Sunak legt los

Großbritannien hat einen neuen Regierungschef

  • Peter Stäuber, London
  • Lesedauer: 3 Min.

Ein Regierungswechsel in Großbritannien lässt sich aus der Luft gut mitverfolgen. Am Dienstagmorgen schwebte ein Pressehelikopter über dem Londoner Regierungsviertel, während die BBC-Kommentatoren erläuterten: »Da ist der Wagen der abtretenden Premierministerin Liz Truss, die gerade beim Buckingham Palace vorfährt, um ihre letzte Audienz mit dem König zu halten.« Kurz danach tauchte das Auto von Rishi Sunak auf. Der angehende Regierungschef erschien zu seinem ersten Treffen mit dem Monarchen. Alles klappte wie am Schnürchen: Um 11.45 Uhr trat Sunak aus dem Palast, Charles III. hatte ihm den Auftrag zur Regierungsbildung erteilt. Somit ist Sunak offiziell der neue Premierminister.

Am Amtssitz in der Downing Street hielt Sunak dann eine erste Rede. Er ließ keine Zweifel daran, dass er mit einem guten Teil der Politik seiner Vorgängerin brechen wird. Es seien Fehler gemacht worden, sagte Sunak. »Ich bin unter anderem zum Parteivorsitzenden und Premierminister gewählt worden, um diese Fehler zu beheben.« Er werde »wirtschaftliche Stabilität und Vertrauen« zum Herzstück seiner Regierung machen. Er warnte schon einmal, dass »schwierige Entscheidungen« kommen würden – eine Aussage, die in deutlichem Kontrast steht zum zwanghaften Optimismus, dem seine Vorgänger Boris Johnson und Liz Truss anhingen. Die Warnung ist wohl ein Hinweis darauf, dass Einsparungen bei den Sozialausgaben zu erwarten sind. Details sind am Montag zu erwarten: Dann wird die Regierung ihren Haushaltsplan vorstellen.

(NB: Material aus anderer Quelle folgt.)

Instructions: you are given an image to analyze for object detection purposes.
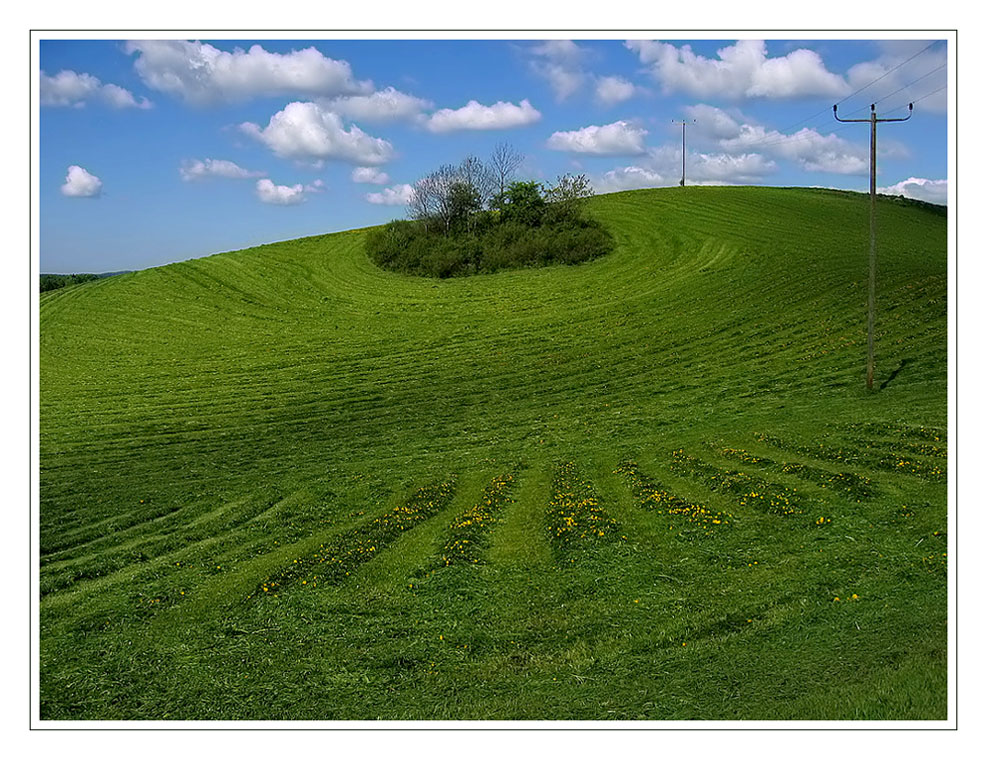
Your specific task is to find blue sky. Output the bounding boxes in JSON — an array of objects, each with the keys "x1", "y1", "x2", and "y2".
[{"x1": 35, "y1": 39, "x2": 949, "y2": 272}]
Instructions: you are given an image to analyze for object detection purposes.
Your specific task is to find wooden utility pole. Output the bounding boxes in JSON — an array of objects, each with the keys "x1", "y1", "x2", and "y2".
[
  {"x1": 833, "y1": 103, "x2": 912, "y2": 390},
  {"x1": 672, "y1": 119, "x2": 696, "y2": 187}
]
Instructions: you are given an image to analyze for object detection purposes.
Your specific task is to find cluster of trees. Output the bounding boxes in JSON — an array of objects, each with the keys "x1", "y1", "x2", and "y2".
[
  {"x1": 39, "y1": 274, "x2": 99, "y2": 293},
  {"x1": 367, "y1": 143, "x2": 613, "y2": 277}
]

In Ermangelung eines politischen Programms gab am Dienstag vor allem Sunaks äußerer Eindruck zu reden. Geschliffen, professionell, höflich: Der neue Regierungschef kam überzeugend rüber, so lautet der Konsens in Westminster. Schon das allein ist etwas, das man nach den jüngsten Chaoswochen überaus schätzt. Nach seinem Auftritt machte sich Sunak daran, ein Kabinett zusammenzustellen. Einzelheiten gab es bis am Dienstagnachmittag noch nicht, aber in der Tory-Partei hofft man, dass er sich nicht wie Johnson und Truss nur mit loyalen Anhängern umgibt, sondern auf Leute setzt, die ihren Job verstehen.

Die Tatsache, dass Sunak der erste nichtweiße Regierungschef ist, findet ebenfalls Beachtung. Trotz seines privilegierten Hintergrunds sei es bemerkenswert, dass Sunak es als indischstämmiger Mann ins höchste Regierungsamt im Land geschafft habe, schreibt der Autor Hashi Mohamed im »Guardian«. Aber er warnt auch: Für Sunak gelte dasselbe wie für andere Nachfahren von Migranten. »Er mag doppelt so hart gearbeitet haben, um nach oben zu kommen, doch seine Fehler müssen nur halb so schlimm sein, damit er wieder nach unten gerissen wird«, schreibt Mohamed.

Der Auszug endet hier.